The marine heatwave this June increased UK water temperatures by about 3-4C. Along the west coasts of the UK, especially in Cornwall and Wales, warmer waters invited the Portuguese man o’ war, Lion’s mane, barrel and crystal jellyfish into a fresh habitat.

This is a new tropicalisation of oceans and seas. No one can state if this is a longer-term natural trend, or a punctuated equilibrium event, linked to the recent ocean heat wave. Perhaps the unravelling of these changes pivots on data from ocean surveillance that may use non-human forms of logic that AIs bring.

In the Caribbean, German U-boats operating in formations known as “wolfpacks” sunk many freighters and oil tankers, during the period 1941-1945. At 05.32 hours on 19 February 1942, U-161 fired two torpedoes into the harbour of Port of Spain. The torpedoes struck the Mokihana and the British Consul lying at anchor in the port. Both ships sank.

Military history correlates a nation’s political influence with its strategic capabilities and military power through implicit threats to inflict damage on infrastructure. But stability based on a calculus of power is not self-maintaining nor is it motionless. It requires recalibration either through countervailing force or the assimilation of a new reality. When the calculations of relative power become uncertain, the risk of conflict peaks.

In the Age of AI, these recalibrations have reached a new level of abstraction. Cyber weapons that have civilian and military capabilities have blurred the status of many devices. As AI transformative capabilities grow and bloom in the absence of verifiable global restraints, meshworks will strive to achieve superior positions. Moreover, AI’s fundamentals and key advances remain largely in the public domain.

This may account for why old methods of intelligence gathering may encounter puzzling voids and silences. In situations where AI is under human control, we will discover its permeability. Users will adapt underlying algorithms for very different aims. But the most unpredictable and revolutionary effects will occur at the interface of Human Thinking and Artificial Intelligence.

Enemy combatants may use AI to plot or target – or even assist dynamically during an assault.
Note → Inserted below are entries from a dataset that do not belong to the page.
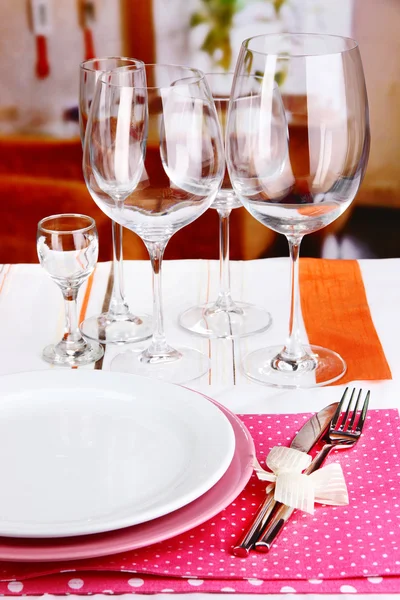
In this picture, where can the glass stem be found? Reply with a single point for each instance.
(294, 349)
(224, 300)
(118, 305)
(158, 344)
(72, 337)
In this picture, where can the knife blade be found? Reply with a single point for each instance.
(304, 440)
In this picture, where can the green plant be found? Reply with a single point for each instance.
(219, 15)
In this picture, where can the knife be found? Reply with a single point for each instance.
(304, 440)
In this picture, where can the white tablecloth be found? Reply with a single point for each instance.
(32, 315)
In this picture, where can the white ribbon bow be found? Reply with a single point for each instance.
(293, 488)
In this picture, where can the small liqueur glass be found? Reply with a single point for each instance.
(67, 247)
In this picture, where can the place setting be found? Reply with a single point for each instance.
(124, 471)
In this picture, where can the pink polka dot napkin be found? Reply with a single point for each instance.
(346, 549)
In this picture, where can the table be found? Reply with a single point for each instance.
(31, 316)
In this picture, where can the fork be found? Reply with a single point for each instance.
(342, 433)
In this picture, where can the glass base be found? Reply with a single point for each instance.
(108, 330)
(56, 354)
(213, 322)
(185, 365)
(318, 367)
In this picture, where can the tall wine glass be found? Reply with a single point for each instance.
(153, 161)
(118, 324)
(67, 247)
(224, 318)
(321, 84)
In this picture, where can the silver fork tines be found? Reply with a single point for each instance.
(343, 432)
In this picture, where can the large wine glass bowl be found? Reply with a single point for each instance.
(154, 160)
(297, 150)
(224, 317)
(117, 324)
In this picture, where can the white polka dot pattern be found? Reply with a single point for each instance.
(338, 549)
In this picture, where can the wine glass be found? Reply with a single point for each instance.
(118, 324)
(153, 160)
(224, 318)
(320, 81)
(67, 247)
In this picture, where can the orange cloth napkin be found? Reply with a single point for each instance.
(337, 316)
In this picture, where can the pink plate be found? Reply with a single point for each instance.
(138, 536)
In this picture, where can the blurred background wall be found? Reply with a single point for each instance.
(40, 151)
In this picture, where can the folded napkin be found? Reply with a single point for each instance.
(352, 548)
(337, 316)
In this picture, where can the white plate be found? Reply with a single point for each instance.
(90, 451)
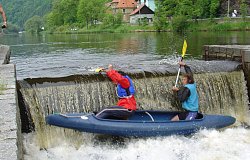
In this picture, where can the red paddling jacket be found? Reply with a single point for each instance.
(125, 83)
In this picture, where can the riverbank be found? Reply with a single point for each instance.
(10, 128)
(219, 24)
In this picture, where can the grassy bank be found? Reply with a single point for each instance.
(190, 26)
(124, 28)
(218, 26)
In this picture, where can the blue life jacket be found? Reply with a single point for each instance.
(192, 103)
(125, 93)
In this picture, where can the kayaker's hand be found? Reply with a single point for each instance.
(110, 67)
(99, 70)
(175, 89)
(181, 63)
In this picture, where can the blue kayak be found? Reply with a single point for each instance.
(141, 124)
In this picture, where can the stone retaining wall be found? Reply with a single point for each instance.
(10, 128)
(239, 53)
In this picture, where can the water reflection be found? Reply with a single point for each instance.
(69, 53)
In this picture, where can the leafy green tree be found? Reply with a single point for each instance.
(34, 24)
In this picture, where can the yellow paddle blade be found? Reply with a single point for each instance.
(184, 49)
(98, 70)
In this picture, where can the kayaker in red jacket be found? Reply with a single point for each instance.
(125, 92)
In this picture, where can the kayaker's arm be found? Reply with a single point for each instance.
(188, 70)
(118, 78)
(183, 94)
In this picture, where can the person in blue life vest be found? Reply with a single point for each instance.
(125, 91)
(188, 96)
(3, 16)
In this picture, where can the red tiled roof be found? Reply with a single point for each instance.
(108, 4)
(126, 4)
(137, 9)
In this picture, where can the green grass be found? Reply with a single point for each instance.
(123, 28)
(223, 26)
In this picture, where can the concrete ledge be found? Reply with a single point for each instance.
(240, 53)
(11, 143)
(8, 110)
(4, 54)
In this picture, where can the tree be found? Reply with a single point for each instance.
(34, 24)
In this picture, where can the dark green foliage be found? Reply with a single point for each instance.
(19, 11)
(182, 10)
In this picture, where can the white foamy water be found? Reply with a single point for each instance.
(229, 144)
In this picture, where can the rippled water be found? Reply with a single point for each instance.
(63, 55)
(233, 144)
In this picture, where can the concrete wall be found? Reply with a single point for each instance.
(239, 53)
(10, 129)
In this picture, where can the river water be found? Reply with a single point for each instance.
(63, 55)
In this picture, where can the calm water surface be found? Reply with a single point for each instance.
(60, 55)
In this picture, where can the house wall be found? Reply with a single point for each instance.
(126, 16)
(151, 4)
(134, 18)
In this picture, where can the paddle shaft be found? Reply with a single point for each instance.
(177, 78)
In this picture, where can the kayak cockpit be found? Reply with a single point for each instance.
(151, 116)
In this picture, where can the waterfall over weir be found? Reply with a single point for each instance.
(220, 93)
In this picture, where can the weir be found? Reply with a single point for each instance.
(222, 92)
(240, 53)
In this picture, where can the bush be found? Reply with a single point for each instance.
(179, 23)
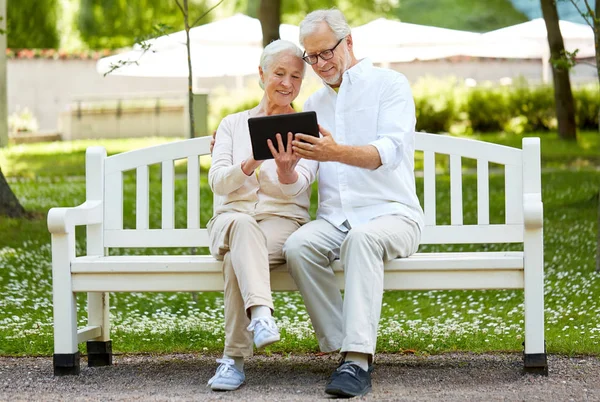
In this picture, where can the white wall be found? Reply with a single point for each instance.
(46, 87)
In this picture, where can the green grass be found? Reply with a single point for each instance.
(428, 322)
(468, 15)
(59, 159)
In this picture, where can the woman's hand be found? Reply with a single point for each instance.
(250, 165)
(285, 158)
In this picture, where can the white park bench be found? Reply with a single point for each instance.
(96, 273)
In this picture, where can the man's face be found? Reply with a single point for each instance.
(330, 70)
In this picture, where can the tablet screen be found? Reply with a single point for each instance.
(266, 127)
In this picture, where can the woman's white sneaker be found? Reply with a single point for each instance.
(265, 331)
(227, 377)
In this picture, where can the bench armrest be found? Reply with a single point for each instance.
(533, 211)
(63, 220)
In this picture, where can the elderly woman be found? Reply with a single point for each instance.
(262, 203)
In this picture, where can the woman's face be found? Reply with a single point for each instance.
(283, 79)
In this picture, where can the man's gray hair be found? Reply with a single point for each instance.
(333, 18)
(275, 49)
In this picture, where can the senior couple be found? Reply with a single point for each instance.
(368, 211)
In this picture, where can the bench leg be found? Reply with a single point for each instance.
(99, 350)
(535, 363)
(66, 353)
(535, 359)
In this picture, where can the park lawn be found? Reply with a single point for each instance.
(425, 322)
(55, 160)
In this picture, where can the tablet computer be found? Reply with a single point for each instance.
(266, 127)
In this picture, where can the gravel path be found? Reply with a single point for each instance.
(449, 377)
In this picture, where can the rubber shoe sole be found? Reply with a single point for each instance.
(335, 391)
(225, 387)
(268, 341)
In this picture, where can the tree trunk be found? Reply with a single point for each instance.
(9, 204)
(269, 14)
(186, 21)
(563, 96)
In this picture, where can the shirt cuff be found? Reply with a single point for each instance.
(292, 189)
(237, 174)
(389, 152)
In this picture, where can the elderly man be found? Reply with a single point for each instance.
(368, 212)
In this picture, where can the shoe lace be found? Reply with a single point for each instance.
(349, 367)
(225, 369)
(266, 322)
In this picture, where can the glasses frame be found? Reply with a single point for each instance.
(322, 55)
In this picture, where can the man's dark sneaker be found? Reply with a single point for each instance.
(349, 380)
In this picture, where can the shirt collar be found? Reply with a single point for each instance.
(363, 66)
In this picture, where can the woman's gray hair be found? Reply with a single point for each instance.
(333, 18)
(275, 49)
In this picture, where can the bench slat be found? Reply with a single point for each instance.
(156, 238)
(168, 195)
(422, 271)
(113, 208)
(456, 190)
(429, 187)
(467, 148)
(159, 153)
(207, 263)
(193, 193)
(483, 193)
(466, 234)
(142, 196)
(513, 201)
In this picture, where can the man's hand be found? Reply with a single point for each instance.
(286, 159)
(323, 149)
(212, 142)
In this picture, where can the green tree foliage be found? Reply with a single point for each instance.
(32, 24)
(116, 23)
(293, 11)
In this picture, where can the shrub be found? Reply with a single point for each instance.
(533, 106)
(436, 103)
(487, 109)
(587, 107)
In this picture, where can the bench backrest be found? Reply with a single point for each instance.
(105, 179)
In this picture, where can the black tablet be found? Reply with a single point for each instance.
(266, 127)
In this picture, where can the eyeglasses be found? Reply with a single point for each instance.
(324, 55)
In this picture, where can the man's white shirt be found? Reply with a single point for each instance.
(373, 106)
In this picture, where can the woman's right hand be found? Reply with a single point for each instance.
(250, 165)
(285, 159)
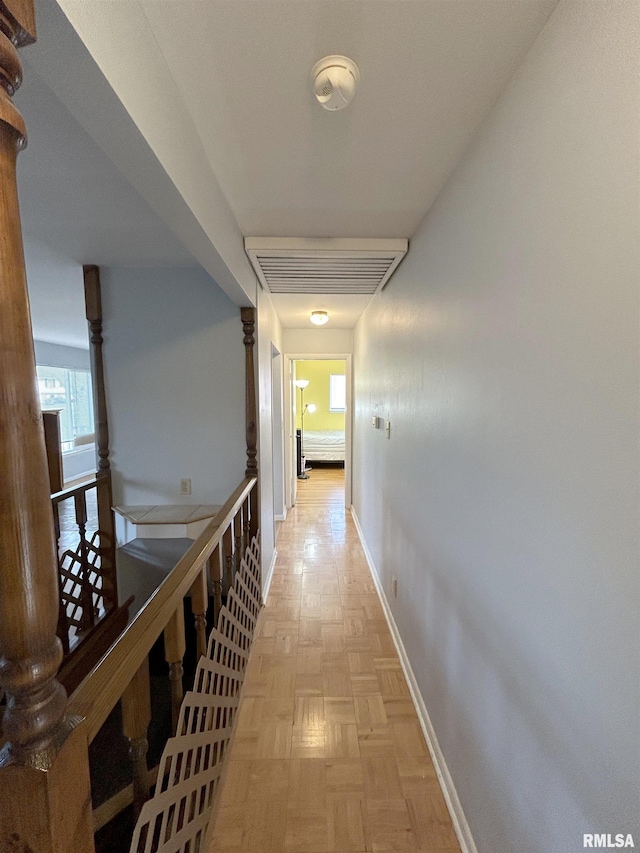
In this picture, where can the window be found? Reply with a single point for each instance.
(69, 391)
(337, 392)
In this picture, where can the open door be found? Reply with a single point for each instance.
(324, 418)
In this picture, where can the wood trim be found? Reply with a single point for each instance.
(102, 688)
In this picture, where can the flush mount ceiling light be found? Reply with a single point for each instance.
(334, 80)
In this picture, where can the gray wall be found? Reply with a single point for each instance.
(174, 373)
(505, 353)
(268, 337)
(55, 355)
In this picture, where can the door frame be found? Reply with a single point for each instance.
(291, 480)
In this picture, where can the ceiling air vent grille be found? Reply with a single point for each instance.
(331, 265)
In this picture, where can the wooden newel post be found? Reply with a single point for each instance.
(248, 316)
(43, 753)
(106, 521)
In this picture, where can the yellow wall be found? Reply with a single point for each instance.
(317, 391)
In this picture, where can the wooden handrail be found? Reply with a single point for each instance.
(65, 494)
(98, 693)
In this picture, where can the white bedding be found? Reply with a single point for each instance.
(324, 445)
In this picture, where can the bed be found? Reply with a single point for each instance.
(324, 445)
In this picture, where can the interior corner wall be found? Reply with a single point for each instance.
(268, 336)
(314, 341)
(504, 351)
(56, 355)
(175, 384)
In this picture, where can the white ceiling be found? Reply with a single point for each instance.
(221, 93)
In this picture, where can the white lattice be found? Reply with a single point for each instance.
(176, 818)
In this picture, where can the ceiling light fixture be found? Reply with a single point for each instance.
(334, 80)
(319, 318)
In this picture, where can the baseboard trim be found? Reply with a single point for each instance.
(266, 580)
(462, 830)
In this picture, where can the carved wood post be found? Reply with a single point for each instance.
(44, 755)
(199, 601)
(106, 522)
(227, 551)
(248, 316)
(174, 649)
(215, 576)
(136, 716)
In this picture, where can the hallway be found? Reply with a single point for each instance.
(328, 753)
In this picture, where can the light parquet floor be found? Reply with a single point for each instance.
(328, 753)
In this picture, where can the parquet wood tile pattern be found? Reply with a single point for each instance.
(328, 755)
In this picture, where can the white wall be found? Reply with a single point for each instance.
(316, 341)
(505, 353)
(268, 337)
(56, 296)
(174, 375)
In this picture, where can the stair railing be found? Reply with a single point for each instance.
(123, 672)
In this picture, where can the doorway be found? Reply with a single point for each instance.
(318, 410)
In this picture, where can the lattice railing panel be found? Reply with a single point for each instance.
(175, 820)
(81, 582)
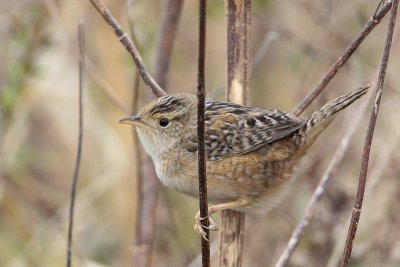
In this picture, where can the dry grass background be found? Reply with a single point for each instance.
(39, 119)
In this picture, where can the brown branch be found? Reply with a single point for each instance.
(81, 34)
(201, 95)
(312, 205)
(355, 218)
(147, 179)
(238, 79)
(129, 45)
(369, 26)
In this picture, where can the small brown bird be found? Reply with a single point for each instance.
(251, 153)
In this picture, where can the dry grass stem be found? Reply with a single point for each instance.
(355, 218)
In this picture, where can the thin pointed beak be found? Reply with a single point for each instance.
(130, 120)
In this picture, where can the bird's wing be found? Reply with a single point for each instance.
(232, 129)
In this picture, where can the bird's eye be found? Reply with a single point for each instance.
(164, 122)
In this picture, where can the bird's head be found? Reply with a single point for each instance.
(163, 122)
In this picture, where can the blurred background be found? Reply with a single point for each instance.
(294, 43)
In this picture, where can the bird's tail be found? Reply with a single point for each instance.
(320, 119)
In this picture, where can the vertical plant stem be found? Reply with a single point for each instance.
(316, 198)
(238, 15)
(369, 26)
(81, 35)
(355, 218)
(147, 180)
(201, 94)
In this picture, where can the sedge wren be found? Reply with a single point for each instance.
(251, 153)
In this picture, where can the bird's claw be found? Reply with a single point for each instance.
(199, 228)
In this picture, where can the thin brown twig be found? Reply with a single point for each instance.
(129, 45)
(312, 205)
(321, 85)
(355, 218)
(239, 17)
(81, 34)
(201, 96)
(147, 180)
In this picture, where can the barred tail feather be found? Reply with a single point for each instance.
(320, 119)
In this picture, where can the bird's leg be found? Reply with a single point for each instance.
(198, 227)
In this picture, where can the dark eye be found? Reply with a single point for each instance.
(164, 122)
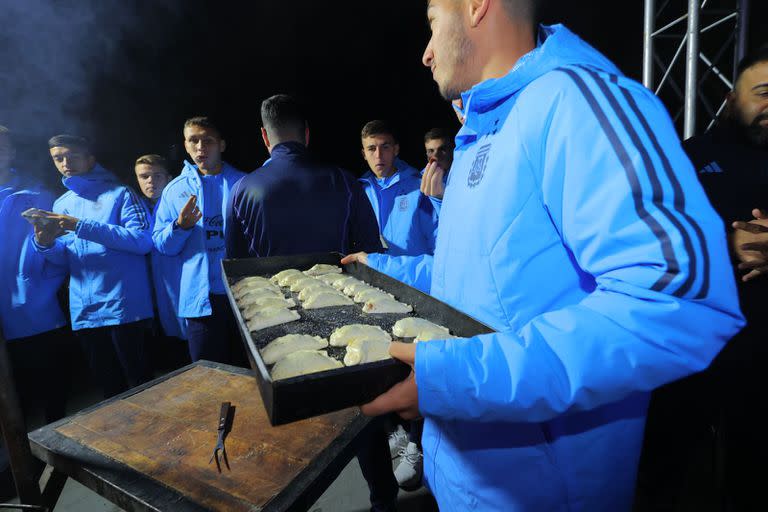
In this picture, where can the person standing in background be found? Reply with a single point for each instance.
(101, 236)
(407, 220)
(189, 227)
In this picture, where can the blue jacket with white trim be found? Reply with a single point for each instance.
(105, 255)
(187, 246)
(28, 282)
(407, 219)
(575, 227)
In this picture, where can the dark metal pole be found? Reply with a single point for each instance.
(15, 434)
(742, 37)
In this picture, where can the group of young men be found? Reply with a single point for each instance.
(573, 224)
(130, 258)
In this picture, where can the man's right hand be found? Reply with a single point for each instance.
(358, 257)
(750, 244)
(189, 214)
(46, 234)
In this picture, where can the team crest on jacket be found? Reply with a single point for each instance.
(478, 166)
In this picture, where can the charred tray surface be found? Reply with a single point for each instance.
(318, 393)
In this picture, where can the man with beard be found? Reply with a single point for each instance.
(575, 227)
(731, 160)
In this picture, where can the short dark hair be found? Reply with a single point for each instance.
(530, 9)
(755, 57)
(437, 133)
(283, 117)
(377, 127)
(203, 122)
(155, 160)
(70, 141)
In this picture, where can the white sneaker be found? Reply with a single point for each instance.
(397, 441)
(408, 472)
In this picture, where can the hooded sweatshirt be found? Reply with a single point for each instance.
(407, 219)
(574, 226)
(28, 282)
(190, 247)
(105, 255)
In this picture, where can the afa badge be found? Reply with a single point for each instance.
(477, 171)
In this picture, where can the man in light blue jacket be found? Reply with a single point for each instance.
(189, 226)
(31, 318)
(575, 227)
(102, 238)
(407, 219)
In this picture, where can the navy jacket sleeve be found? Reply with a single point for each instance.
(237, 243)
(363, 226)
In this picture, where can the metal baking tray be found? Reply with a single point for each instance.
(323, 392)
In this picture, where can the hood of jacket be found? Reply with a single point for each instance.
(557, 47)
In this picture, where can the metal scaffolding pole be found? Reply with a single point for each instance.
(714, 41)
(691, 69)
(649, 23)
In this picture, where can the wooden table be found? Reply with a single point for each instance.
(149, 449)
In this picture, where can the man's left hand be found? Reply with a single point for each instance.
(750, 240)
(403, 397)
(66, 222)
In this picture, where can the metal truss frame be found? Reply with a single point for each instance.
(711, 29)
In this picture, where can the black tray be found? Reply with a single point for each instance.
(323, 392)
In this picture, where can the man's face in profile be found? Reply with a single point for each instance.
(152, 180)
(749, 104)
(72, 161)
(440, 150)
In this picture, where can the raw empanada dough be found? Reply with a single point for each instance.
(343, 336)
(366, 351)
(284, 345)
(412, 326)
(303, 362)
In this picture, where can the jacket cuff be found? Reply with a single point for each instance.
(377, 261)
(431, 378)
(84, 228)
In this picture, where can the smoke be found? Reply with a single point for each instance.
(54, 56)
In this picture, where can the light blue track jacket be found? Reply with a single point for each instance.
(28, 282)
(105, 255)
(165, 279)
(574, 225)
(187, 246)
(407, 219)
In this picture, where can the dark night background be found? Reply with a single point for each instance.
(127, 74)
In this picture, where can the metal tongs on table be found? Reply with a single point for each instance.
(225, 425)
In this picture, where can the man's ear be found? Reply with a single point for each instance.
(265, 138)
(478, 9)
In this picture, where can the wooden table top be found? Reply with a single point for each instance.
(165, 433)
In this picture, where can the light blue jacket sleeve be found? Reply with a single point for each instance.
(55, 254)
(650, 319)
(415, 271)
(167, 240)
(132, 235)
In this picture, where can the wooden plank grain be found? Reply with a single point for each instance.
(168, 431)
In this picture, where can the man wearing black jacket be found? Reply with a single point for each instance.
(294, 204)
(726, 400)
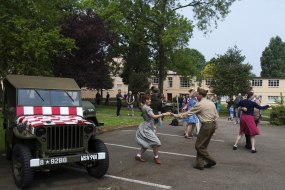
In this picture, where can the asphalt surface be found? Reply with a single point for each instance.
(235, 170)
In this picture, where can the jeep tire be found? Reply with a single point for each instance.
(100, 167)
(22, 172)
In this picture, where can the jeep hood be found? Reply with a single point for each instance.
(35, 121)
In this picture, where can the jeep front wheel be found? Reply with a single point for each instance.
(22, 172)
(100, 167)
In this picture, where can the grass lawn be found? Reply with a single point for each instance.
(1, 132)
(107, 115)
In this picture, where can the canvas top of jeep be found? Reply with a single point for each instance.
(44, 127)
(39, 101)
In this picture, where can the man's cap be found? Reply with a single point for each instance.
(202, 91)
(192, 92)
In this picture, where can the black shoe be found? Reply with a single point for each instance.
(198, 168)
(247, 147)
(209, 165)
(253, 151)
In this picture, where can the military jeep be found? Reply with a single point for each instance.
(45, 128)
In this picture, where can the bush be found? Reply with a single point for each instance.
(277, 115)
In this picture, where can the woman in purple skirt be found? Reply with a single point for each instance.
(247, 124)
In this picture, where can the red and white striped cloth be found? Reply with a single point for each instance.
(41, 110)
(36, 121)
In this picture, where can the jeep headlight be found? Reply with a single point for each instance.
(88, 129)
(40, 131)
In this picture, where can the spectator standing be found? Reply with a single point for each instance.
(107, 98)
(98, 97)
(256, 115)
(217, 103)
(130, 101)
(119, 99)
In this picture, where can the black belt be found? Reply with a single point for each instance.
(207, 122)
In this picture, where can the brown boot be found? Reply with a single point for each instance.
(139, 158)
(157, 160)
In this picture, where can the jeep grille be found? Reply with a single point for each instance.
(65, 137)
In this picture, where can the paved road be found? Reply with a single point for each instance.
(236, 170)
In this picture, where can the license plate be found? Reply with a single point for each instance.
(53, 161)
(88, 157)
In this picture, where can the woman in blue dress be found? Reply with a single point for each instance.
(145, 135)
(192, 120)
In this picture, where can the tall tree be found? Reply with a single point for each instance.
(30, 36)
(187, 62)
(86, 63)
(273, 59)
(230, 75)
(164, 28)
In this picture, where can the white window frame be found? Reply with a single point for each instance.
(272, 99)
(208, 82)
(184, 82)
(119, 86)
(273, 83)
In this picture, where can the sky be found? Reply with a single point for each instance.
(250, 25)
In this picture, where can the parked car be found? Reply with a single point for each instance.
(45, 126)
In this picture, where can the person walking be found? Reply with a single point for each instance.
(98, 97)
(237, 110)
(191, 120)
(107, 98)
(145, 135)
(130, 101)
(156, 103)
(230, 108)
(119, 98)
(207, 114)
(257, 116)
(247, 124)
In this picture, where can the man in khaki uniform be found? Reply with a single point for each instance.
(207, 114)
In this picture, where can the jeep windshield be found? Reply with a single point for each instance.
(38, 97)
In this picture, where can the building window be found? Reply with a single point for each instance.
(209, 81)
(184, 82)
(119, 86)
(170, 82)
(273, 83)
(155, 80)
(256, 82)
(272, 99)
(224, 98)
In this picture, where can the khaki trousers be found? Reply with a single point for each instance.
(206, 132)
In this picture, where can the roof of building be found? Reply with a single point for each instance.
(40, 82)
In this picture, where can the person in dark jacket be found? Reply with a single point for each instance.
(247, 124)
(119, 98)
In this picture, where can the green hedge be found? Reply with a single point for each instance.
(277, 115)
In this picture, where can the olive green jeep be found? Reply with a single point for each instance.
(45, 127)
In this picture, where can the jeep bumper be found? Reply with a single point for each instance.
(38, 162)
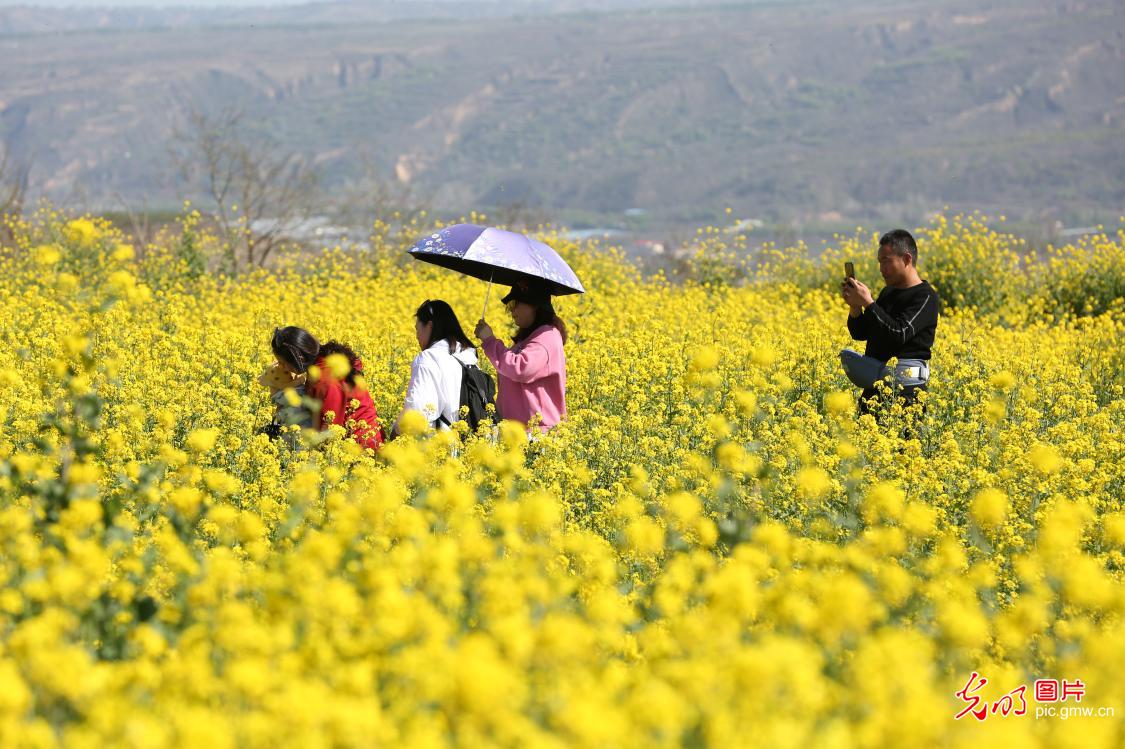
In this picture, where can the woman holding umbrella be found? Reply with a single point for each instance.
(532, 372)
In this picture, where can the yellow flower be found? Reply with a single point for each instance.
(1044, 458)
(46, 254)
(839, 403)
(990, 507)
(704, 359)
(813, 483)
(1002, 380)
(413, 423)
(338, 366)
(201, 440)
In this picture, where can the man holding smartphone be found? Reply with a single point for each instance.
(901, 323)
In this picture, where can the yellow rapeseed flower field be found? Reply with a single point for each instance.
(712, 551)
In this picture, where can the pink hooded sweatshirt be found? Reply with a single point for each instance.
(531, 376)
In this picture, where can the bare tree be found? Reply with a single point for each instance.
(12, 191)
(260, 193)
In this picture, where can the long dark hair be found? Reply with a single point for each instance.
(545, 315)
(296, 346)
(356, 366)
(446, 325)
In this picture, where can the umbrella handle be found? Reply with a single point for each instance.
(487, 294)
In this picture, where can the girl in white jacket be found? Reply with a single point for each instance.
(435, 373)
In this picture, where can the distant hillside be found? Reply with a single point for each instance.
(797, 110)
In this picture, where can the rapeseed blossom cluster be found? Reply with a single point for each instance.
(712, 550)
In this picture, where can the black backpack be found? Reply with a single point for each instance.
(478, 390)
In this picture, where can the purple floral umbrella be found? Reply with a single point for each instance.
(496, 255)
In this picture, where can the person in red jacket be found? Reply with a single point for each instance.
(341, 399)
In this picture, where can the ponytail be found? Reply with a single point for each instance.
(545, 315)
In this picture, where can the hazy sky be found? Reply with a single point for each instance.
(143, 3)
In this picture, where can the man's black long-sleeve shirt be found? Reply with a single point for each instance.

But the interaction will become newly strange as it will entail interpretation of, and communication with, unfamiliar non-human forms of logic.

The paradigm shifts to AI-assisted defence systems and dynamic combat operations will involve a measure of reliance on and delegation to – an intelligence of considerable analytic capability. That battlefield will be operating inside a fundamentally different experiential paradigm.

For now, the risks involved in such situations remain poorly understood. If we are to avoid all errors, then AIs must be under human control if we aspire to guarantee moral agency and accountability.

Should AI be cabined in a free society? Or, should it blossom on its own terms? Or perhaps we may need to partner with it – to govern the future. Truth buried by lies can damage, distort, divide and incite. Freedom is not free. It is the opportunity to accomplish what we value. Capability is the set of vectors that give us the freedom to lead one type of life or another and to choose from possible livings. How then do we plan a new beginning?

The aim of development is thus the expansion and promotion of valuable capabilities, and the freedom to use our reasoned agency to live the life we value. Shortly, we will have “AI twins” of ourselves that function as co-creators of digital content.

But how will humans account for what “AI twins” may write or utter publicly? How will the courts distinguish human from machine expression? What is certain is that our children will not be walking into the past we lived, and the futures we invent will be far from the present.